Japan has seen a resurgence in recent years thanks to the re-election of prime minister Shinzo Abe in 2012 and the subsequent reforms and monetary policy experiments.

Almost four years after the start of so-called Abenomics, the experiment is continuing with mixed success. Figures from FE Analytics show that in the period between Mr Abe being elected in December 2012 and September 21 2016, the MSCI Japan index gained 75.9 per cent in sterling terms. This is ahead of the MSCI World index, which climbed 72.8 per cent in the same period, while the MSCI AC Asia ex Japan index recorded a much lower rise of 39.2 per cent.

Equity performance overall has therefore improved, but CPI inflation is hovering around 0 per cent, still well short of the 2 per cent target. This year has already seen more drastic moves from the Bank of Japan, including moving interest rates into negative territory, while the September meeting led to the introduction of “yield curve control” as it attempts to target inflation of above 2 per cent “in a more forceful manner”.

This is the first credible attempt to tackle Japan’s structural problems in the past 25 years, although you could be forgiven for thinking that it isn’t working yet Patrick Connolly, Chase de Vere

Markets moved higher in the wake of the latest central bank action, with the Nikkei 225 index gaining almost 2 per cent, but is it a turning point?

Patrick Connolly, certified financial planner at Chase de Vere, points out: “The Nikkei 225 index peaked at nearly 39,000 points in December 1989 and since then has experienced many false dawns. The index currently stands at just 16,729 [September 13 2016], which is a staggering decline over more than 26 years.”

But he adds: “[Mr] Abe has ushered in a programme of economic stimulus to try and boost the Japanese economy. With his ‘three arrow’ approach he has implemented a government spending package, targeted inflation of 2 per cent through printing money in a bid to end regular periods of deflation, and launched a programme of business reforms.

“This is the first credible attempt to tackle Japan’s structural problems in the past 25 years, although you could be forgiven for thinking that it isn’t working yet. This is one of the reasons why Mr Abe’s popularity has waned in recent times.”

A lack of investor confidence could be one reason behind the outflows from the region, with the IA Japan sector recording net retail outflows in each of the five months to the end of July. But Yu-Ming Wang, global head of investment and chief investment officer, international, at Nikko Asset Management, suggests one of global investors’ common concerns – a high level of sovereign indebtedness – may be less relevant in this case.

“Japan’s national wealth largely resides in the household and corporate sectors, which makes the government’s heavy debt less of a concern,” he says. “It also means that Japan is much less vulnerable to the sort of capital flight by offshore investors that often triggers financial crises.”

Mr Wang points out that as of 2014 the country’s household sector’s financial net worth stood at 280 per cent of GDP, one of the highest levels globally and above the comparable figure in the US (260 per cent).

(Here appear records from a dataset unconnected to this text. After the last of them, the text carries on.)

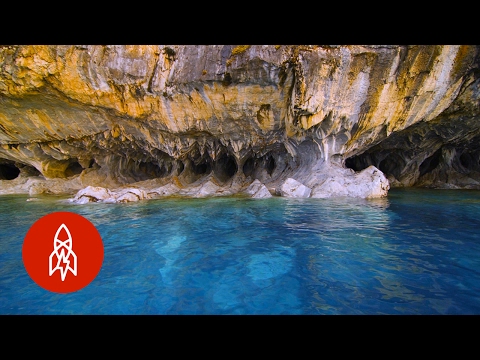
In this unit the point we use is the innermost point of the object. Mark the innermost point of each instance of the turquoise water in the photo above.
(415, 252)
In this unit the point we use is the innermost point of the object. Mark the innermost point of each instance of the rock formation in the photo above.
(143, 121)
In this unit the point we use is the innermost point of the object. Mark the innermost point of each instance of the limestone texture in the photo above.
(145, 121)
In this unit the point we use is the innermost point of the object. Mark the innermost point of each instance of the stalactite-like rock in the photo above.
(211, 119)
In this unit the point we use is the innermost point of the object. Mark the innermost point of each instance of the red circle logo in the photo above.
(62, 252)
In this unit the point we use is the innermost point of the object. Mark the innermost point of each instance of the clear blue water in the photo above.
(415, 252)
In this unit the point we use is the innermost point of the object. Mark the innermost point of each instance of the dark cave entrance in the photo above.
(8, 171)
(225, 167)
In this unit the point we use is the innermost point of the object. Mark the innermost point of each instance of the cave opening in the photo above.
(202, 168)
(8, 171)
(253, 166)
(357, 162)
(430, 163)
(151, 170)
(74, 168)
(225, 167)
(393, 164)
(180, 167)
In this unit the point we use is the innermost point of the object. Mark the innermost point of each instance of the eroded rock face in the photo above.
(210, 120)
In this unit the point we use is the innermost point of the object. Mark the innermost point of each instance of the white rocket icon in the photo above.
(62, 254)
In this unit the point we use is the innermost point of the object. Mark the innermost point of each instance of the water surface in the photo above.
(415, 252)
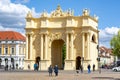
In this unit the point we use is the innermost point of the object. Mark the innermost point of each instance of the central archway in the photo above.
(56, 53)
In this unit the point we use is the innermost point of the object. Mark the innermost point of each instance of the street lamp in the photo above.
(98, 59)
(82, 64)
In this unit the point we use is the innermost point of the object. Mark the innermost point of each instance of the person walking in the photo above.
(50, 70)
(56, 70)
(81, 68)
(89, 71)
(93, 67)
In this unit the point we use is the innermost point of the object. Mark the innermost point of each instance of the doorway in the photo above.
(56, 53)
(78, 62)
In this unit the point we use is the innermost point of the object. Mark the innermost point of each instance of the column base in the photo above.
(69, 65)
(44, 64)
(29, 62)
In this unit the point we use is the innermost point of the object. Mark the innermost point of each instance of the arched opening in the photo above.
(93, 38)
(78, 62)
(37, 60)
(12, 62)
(57, 55)
(0, 62)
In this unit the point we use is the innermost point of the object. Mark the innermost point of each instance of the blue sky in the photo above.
(13, 12)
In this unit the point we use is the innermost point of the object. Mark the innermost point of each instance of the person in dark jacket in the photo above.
(89, 67)
(50, 70)
(93, 67)
(56, 70)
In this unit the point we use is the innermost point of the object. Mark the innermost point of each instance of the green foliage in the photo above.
(115, 44)
(63, 53)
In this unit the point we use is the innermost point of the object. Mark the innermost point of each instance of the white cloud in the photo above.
(22, 1)
(12, 15)
(105, 35)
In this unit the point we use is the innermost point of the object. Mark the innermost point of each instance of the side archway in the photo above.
(78, 62)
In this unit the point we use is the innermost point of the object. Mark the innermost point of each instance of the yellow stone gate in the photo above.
(46, 35)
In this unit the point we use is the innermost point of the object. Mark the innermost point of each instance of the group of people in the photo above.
(88, 67)
(51, 69)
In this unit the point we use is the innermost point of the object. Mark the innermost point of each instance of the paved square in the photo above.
(63, 75)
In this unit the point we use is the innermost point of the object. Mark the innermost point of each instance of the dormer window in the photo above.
(6, 41)
(12, 41)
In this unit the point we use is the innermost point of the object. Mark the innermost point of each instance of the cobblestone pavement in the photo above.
(63, 75)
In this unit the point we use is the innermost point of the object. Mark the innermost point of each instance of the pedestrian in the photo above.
(35, 66)
(81, 68)
(56, 70)
(93, 67)
(28, 66)
(50, 70)
(89, 71)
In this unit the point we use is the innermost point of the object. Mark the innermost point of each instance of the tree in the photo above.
(0, 62)
(63, 53)
(115, 44)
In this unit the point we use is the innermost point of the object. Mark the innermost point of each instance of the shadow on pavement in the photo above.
(110, 78)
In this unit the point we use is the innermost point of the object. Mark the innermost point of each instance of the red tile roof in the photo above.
(11, 35)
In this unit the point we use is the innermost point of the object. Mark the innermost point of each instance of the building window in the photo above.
(12, 41)
(12, 50)
(6, 50)
(0, 51)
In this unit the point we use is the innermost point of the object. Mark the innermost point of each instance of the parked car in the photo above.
(116, 68)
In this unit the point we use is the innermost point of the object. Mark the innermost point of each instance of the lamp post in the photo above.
(82, 64)
(98, 59)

He adds: “Japan’s economy has effectively become similar in position to a wealthy, ageing rentier, living off years of accumulated savings. The country’s strong balance sheet position allows the government room to experiment as it aims to change the deflationary mindset of an entire population and stimulate private demand.”

So far this balance sheet has given Mr Abe and the central bank room to manoeuvre, but with potential global headwinds such as the US presidential election and Brexit on the horizon, the time for experimentation may be running out.